What jumped out at me was your GS dog on the porch which you said was unusual. How does he get along with your goats? Any chance he was the culprit?
So very sorry for your losses.


----------



## sweetgoats (Oct 18, 2007)

Chelsey, I am so sorry for you loss. :hug: from me to you. I know how hard it is to lose your first goat, because I lost mine in August. It took me a long time to look at pictures of my Liz with out crying, but at least I have those WONDERFUL memories of her as do you of your goats. 
Please take all the hugs that we send you and wrap them around yourself.
Also, from a parents point of view, give some of those to your dad. He sounds like a wonderful man. I have to say he sounds like he has more compaction them my husband. Give this to him :hug:


----------



## Muddy Creek Farm (Oct 5, 2007)

I just found out they did have some bite marks. But not enought to kill them. Yes the creek is definatly deep enough that they could have drowned. And with the huge storm my dad said you couldn't even see 10 feet in front of you. 

I just hate that they had to suffer.


----------



## kelebek (Oct 5, 2007)

Chelsey, 

I am so sorry about your loss. I wish that there was something that we could do for you.

Please tell your father, that we all wish that we had such a caring man, and that we all give him a big hug!!!

Take care hun!

Allison


----------



## Muddy Creek Farm (Oct 5, 2007)

Thanks Lori. I am sorry about Liz. 

My dad really loves the goats. He likes to watch the bucks play and run around in their pasture. He just can't cuddle with them due to his allergies. 

Janna was buddies with Izzy. she seems sore in her back end, she is doing much better now. And moving around alot more.

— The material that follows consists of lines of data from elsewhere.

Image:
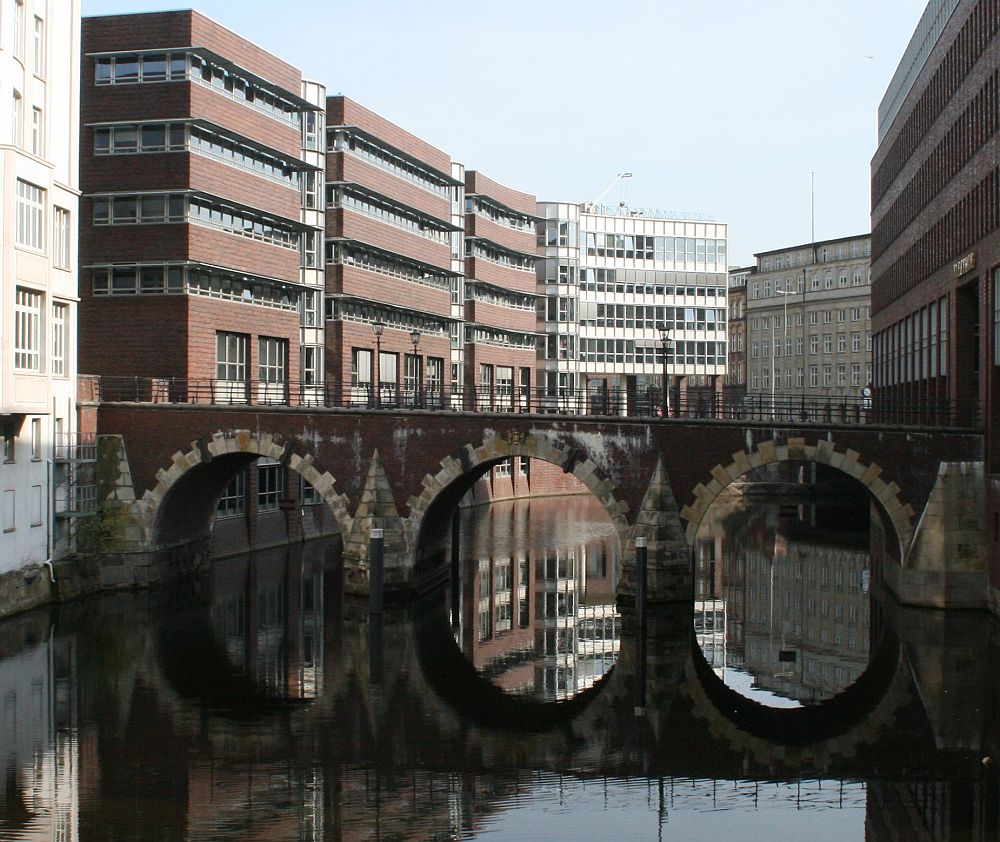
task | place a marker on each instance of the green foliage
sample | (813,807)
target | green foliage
(102,531)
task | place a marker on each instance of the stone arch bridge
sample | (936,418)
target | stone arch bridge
(406,471)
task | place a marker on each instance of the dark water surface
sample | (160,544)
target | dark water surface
(261,703)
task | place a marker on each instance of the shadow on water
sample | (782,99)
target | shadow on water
(260,702)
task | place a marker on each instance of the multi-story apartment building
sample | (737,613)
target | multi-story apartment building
(736,370)
(611,279)
(39,69)
(202,226)
(807,320)
(936,232)
(499,293)
(201,220)
(394,225)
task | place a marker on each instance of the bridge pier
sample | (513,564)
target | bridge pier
(945,565)
(669,568)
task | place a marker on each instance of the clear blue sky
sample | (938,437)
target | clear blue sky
(723,108)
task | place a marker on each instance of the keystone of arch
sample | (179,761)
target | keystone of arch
(237,442)
(823,452)
(533,445)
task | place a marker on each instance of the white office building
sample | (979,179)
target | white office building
(612,277)
(39,142)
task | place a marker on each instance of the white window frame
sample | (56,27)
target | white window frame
(28,305)
(60,339)
(30,215)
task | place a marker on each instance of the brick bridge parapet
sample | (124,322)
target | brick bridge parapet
(405,472)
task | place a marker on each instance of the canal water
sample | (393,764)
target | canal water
(260,702)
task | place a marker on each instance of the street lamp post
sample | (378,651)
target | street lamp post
(784,293)
(377,328)
(667,344)
(415,339)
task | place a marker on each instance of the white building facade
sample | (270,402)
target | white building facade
(611,277)
(808,323)
(39,142)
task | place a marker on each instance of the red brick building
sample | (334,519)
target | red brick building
(500,299)
(936,230)
(197,255)
(389,247)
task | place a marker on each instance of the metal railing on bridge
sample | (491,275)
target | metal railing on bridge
(794,409)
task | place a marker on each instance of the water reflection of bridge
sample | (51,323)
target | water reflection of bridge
(257,704)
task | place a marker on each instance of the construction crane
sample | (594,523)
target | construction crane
(620,177)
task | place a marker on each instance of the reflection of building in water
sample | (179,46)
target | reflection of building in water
(268,615)
(39,740)
(538,610)
(709,601)
(792,611)
(806,630)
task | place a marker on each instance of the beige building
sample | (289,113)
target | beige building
(39,130)
(808,324)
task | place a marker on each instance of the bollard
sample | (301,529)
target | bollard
(456,571)
(375,572)
(640,621)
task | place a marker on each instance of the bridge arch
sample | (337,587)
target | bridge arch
(182,502)
(839,727)
(443,490)
(897,517)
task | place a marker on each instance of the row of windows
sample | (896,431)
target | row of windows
(626,351)
(974,37)
(141,138)
(817,281)
(815,317)
(29,331)
(484,335)
(976,125)
(482,206)
(348,310)
(639,247)
(160,279)
(152,208)
(762,347)
(349,198)
(340,139)
(384,263)
(971,219)
(914,348)
(499,297)
(128,69)
(823,254)
(658,283)
(819,377)
(628,317)
(492,253)
(231,355)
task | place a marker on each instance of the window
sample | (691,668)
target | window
(18,29)
(39,55)
(37,132)
(27,330)
(361,366)
(270,484)
(61,233)
(231,356)
(310,356)
(60,327)
(30,215)
(17,119)
(273,359)
(232,503)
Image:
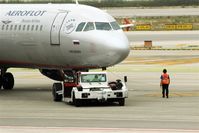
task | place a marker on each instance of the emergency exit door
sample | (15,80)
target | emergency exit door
(56,28)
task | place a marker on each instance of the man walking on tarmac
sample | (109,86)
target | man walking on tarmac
(164,83)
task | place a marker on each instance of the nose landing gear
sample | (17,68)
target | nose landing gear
(6,80)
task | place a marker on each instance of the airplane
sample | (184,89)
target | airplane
(58,39)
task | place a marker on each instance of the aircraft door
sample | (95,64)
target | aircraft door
(56,28)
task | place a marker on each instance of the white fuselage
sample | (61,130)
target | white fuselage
(46,36)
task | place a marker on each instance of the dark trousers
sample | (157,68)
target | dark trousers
(165,89)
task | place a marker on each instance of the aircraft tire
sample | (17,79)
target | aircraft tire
(8,81)
(56,96)
(122,102)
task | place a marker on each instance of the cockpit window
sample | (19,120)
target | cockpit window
(89,26)
(115,25)
(80,26)
(103,26)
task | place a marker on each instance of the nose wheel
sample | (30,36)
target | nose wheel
(6,80)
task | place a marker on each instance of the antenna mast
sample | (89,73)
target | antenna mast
(76,1)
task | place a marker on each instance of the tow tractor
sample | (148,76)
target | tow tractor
(90,86)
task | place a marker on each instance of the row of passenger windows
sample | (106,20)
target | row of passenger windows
(83,26)
(22,27)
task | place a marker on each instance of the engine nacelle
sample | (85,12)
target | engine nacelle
(52,74)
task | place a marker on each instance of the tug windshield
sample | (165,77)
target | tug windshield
(87,78)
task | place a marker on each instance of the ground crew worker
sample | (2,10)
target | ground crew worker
(164,83)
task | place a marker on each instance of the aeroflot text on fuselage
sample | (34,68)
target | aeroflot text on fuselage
(25,13)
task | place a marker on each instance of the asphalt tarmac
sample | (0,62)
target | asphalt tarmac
(166,39)
(30,108)
(163,11)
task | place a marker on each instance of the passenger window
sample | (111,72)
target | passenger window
(28,27)
(41,27)
(115,26)
(32,28)
(19,27)
(103,26)
(24,27)
(11,27)
(7,26)
(80,26)
(37,26)
(89,26)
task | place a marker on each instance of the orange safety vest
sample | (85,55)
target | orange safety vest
(165,78)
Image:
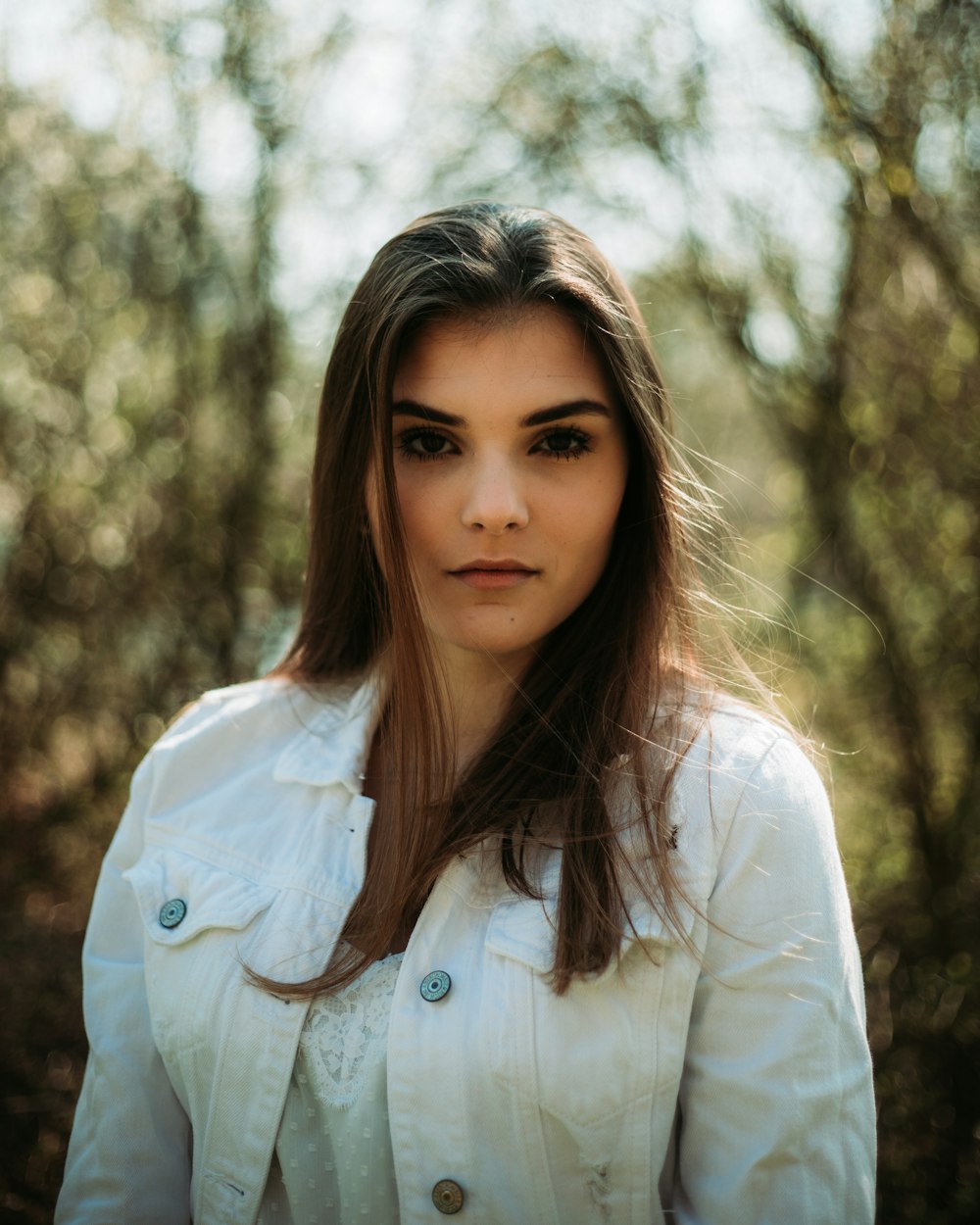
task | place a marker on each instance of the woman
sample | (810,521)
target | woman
(488,901)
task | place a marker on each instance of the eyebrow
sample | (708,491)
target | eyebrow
(542,416)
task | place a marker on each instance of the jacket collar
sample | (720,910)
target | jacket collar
(336,736)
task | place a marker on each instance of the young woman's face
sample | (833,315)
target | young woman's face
(510,465)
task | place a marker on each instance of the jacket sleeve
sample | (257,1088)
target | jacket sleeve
(775,1113)
(128,1152)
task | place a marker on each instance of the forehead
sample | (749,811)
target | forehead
(537,348)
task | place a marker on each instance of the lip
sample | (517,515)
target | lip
(493,573)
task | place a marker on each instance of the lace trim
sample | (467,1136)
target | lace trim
(346,1034)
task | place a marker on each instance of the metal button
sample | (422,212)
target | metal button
(447,1196)
(172,911)
(434,986)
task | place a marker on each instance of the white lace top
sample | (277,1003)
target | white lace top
(333,1148)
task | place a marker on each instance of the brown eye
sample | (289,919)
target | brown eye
(564,444)
(424,444)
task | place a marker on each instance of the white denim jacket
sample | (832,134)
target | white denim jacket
(728,1082)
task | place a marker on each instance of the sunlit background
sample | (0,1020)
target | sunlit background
(189,190)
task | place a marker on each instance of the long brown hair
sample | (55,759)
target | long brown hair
(607,689)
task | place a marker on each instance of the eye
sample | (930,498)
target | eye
(564,442)
(424,444)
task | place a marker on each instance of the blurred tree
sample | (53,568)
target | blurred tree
(135,466)
(877,411)
(871,386)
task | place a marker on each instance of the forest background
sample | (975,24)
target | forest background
(187,190)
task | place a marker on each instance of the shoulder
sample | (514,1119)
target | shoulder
(741,765)
(243,729)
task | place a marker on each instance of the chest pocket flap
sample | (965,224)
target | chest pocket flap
(180,896)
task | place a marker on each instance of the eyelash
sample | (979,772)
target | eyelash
(579,444)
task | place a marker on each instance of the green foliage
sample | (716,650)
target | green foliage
(152,470)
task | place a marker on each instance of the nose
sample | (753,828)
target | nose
(494,501)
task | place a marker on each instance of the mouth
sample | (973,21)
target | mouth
(493,573)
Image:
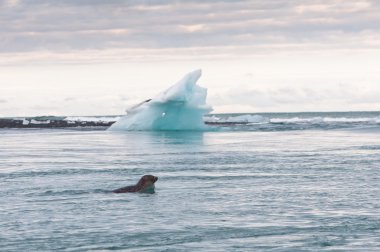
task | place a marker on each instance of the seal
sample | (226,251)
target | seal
(145,185)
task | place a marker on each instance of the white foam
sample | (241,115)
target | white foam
(252,119)
(181,107)
(92,118)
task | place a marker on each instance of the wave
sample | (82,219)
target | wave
(249,122)
(278,122)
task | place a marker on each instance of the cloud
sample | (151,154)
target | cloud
(100,25)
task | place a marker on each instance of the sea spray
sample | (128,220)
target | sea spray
(181,107)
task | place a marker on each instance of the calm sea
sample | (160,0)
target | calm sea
(269,182)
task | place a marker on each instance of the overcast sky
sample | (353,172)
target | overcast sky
(94,57)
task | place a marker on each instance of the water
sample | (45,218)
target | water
(232,189)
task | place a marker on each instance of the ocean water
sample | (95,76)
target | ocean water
(272,182)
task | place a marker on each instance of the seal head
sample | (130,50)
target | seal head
(145,185)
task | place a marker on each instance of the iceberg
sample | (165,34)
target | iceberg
(181,107)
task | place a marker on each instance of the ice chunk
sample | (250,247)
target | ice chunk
(181,107)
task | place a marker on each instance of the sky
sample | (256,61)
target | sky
(98,57)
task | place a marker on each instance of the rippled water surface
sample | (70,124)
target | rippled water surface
(307,190)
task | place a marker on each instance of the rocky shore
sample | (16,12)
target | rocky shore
(32,123)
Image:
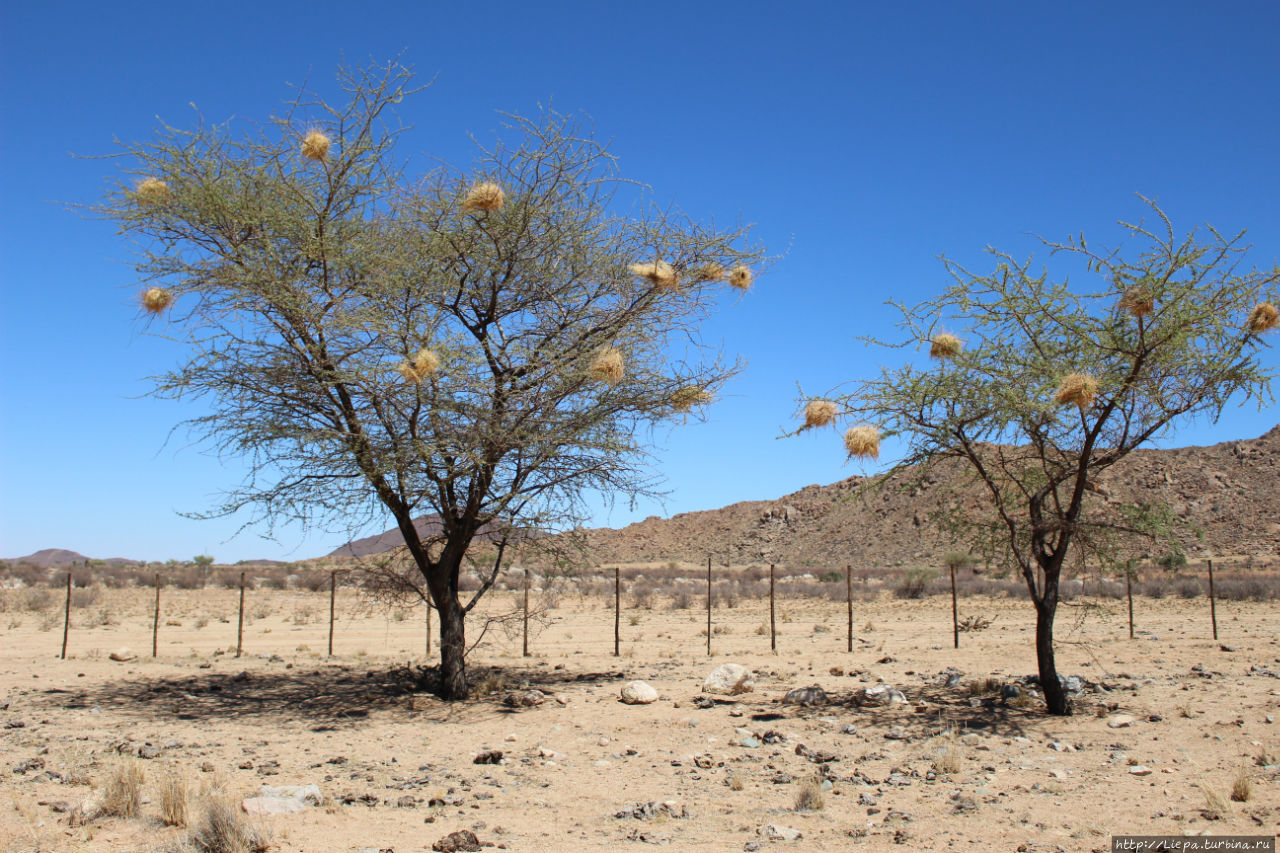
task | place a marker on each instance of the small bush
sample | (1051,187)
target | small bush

They did have some bite marks, but nothing that would have killed them. Quincy gets overwhelmed if the goats get out or are distressed. When my dad brought Upset up and went down to get Izy he said Quincy was laying by Upset like he was trying to keep her warm. We have some Rottweilers next door and some romeing (sp?) dogs so I really don't know who did it. I just think it is weird that they were in the creek. They could have fallen down the steep hill into the creek. Especially since it was slippery. The hill is about 200 feet and just about straight down. 

Sarah, I'll try and get some Ignatia today.


----------



## Muddy Creek Farm (Oct 5, 2007)

Thanks Allison.


----------



## alyssa_romine (Oct 5, 2007)

I am so sorry Chelsey! I started to cry when I read that. Let your dad know tht it wasn't his fault...things just happen. :hug: to both of you


----------



## Sara (Oct 5, 2007)

Oh Man Chelsey! I'm sorry, that's so horrible, do you have any of Upsets offspring other than Isabel?


Hugs to you, the goaties, your dad and Quincy!


----------



## Muddy Creek Farm (Oct 5, 2007)

Thanks Allyssa and Sara. No I don't have any other kids from Upset. I am going on a list for a kid out of one of Upset's kids from this year though.


----------



## sparks879 (Oct 17, 2007)

How tragic! things like this is never easy Im really sorry. Isabel was sucha pretty girl.
beth


----------



## Bona Fide (Oct 9, 2007)

Sympathy from us here in KY - it's never easy losing one, especially one close to your heart. Keeping yall in our thoughts and ray: for a successful 2008 with only joy and no tears. *hugs*


----------



## Muddy Creek Farm (Oct 5, 2007)

Somehow I missed both of your posts. Thank you Beth and Katie.


----------



## lacy_94 (Oct 7, 2007)

im so sorry for the loss


----------